There are usually no good solutions to the consequences of us trying to get God’s way with our methods.

The results of us trying to get God’s promises with our methods result in hurt for us and others.

It hurt Abraham to see his own son be sent away, and this is a messy situation. There is no resolution to this situation except that God provided for them, but the relational mess was still there.

Illustration: If I pull the pin on a grenade to watch it explode in my hand, will I survive? Likely not. If by some miracle I did survive, will things just go back to being like they were before? No.

There is no good fix for such.

Likewise, there is no good fix for sin.

  1. We worship the God who works for us in spite of us because he has set his love on us. (v. 22-34)

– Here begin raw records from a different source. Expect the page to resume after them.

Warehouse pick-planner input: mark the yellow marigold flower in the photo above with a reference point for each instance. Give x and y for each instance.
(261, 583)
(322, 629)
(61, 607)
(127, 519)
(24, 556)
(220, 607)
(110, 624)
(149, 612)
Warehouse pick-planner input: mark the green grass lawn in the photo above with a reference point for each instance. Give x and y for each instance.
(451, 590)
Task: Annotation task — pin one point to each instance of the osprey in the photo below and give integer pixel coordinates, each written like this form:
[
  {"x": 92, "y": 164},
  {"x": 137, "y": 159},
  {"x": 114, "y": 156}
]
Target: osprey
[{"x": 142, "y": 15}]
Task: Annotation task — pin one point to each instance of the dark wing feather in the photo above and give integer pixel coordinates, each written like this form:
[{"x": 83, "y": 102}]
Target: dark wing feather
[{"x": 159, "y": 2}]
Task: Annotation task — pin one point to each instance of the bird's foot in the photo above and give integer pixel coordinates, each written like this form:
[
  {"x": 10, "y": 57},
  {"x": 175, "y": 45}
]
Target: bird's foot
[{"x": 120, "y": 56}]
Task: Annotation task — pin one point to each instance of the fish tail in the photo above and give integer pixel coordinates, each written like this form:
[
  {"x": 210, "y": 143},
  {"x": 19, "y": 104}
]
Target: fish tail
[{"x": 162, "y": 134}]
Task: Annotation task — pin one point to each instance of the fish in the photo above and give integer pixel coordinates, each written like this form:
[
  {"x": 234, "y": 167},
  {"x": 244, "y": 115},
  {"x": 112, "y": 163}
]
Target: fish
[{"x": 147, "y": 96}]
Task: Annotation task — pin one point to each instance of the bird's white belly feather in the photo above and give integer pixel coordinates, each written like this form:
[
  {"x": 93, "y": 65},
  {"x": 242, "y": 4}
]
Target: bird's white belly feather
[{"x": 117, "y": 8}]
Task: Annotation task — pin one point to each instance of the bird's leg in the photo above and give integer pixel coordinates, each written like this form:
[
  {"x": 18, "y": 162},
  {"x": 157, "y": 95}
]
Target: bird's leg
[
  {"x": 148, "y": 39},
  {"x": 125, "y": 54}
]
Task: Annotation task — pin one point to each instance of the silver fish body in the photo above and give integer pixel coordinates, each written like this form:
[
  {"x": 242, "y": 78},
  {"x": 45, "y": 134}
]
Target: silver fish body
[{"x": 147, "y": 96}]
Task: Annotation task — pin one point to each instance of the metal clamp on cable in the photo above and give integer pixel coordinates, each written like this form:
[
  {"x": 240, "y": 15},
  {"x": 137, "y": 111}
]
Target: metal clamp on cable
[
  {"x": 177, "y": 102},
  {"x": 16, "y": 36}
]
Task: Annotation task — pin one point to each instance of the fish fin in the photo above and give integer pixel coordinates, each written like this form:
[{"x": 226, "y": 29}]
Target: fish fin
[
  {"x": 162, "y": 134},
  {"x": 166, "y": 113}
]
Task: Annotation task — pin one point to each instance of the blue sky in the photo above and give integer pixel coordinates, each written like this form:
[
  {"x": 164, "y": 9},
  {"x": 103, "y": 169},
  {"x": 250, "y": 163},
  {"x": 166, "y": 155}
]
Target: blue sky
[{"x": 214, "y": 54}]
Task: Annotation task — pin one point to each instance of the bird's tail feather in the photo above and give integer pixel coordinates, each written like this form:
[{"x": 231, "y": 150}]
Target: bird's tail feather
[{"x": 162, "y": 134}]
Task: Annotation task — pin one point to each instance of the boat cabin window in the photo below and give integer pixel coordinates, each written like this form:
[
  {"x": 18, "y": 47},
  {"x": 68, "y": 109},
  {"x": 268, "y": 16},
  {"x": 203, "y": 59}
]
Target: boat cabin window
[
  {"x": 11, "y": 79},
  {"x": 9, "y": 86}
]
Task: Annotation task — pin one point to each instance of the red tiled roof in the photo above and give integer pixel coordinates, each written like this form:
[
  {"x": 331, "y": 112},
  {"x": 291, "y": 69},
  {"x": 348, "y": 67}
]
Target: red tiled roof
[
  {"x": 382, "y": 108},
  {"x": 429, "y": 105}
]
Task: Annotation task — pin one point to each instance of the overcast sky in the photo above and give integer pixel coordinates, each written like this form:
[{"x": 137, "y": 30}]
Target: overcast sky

Genesis 21:33 (ESV) Abraham planted a tamarisk tree in Beersheba and called there on the name of the Lord, the Everlasting God.

Abraham’s God was the Everlasting One whose will for man cannot be thwarted.6[5]

 

 

[1]Allen P. Ross, Creation and Blessing: A Guide to the Study and Exposition of Genesis(Grand Rapids, MI: Baker Books, 1998), 380.

4W. H. Griffith Thomas, Genesis(Grand Rapids, MI: Eerdmans, 1946), p. 187.

[2]R. Kent Hughes, Genesis: Beginning and Blessing, Preaching the Word (Wheaton, IL: Crossway Books, 2004), 295.

[3]Charles Simeon, Horae Homileticae: Genesis to Leviticus, vol. 1 (London: Samuel Holdsworth, 1836), 169.

7Frederick Buechner, Telling Secrets(San Francisco: HarperSanFrancisco, 1991), p. 36.

[4]R. Kent Hughes, Genesis: Beginning and Blessing, Preaching the Word (Wheaton, IL: Crossway Books, 2004), 297.

6Ibid.

[5]R. Kent Hughes, Genesis: Beginning and Blessing, Preaching the Word (Wheaton, IL: Crossway Books, 2004), 296.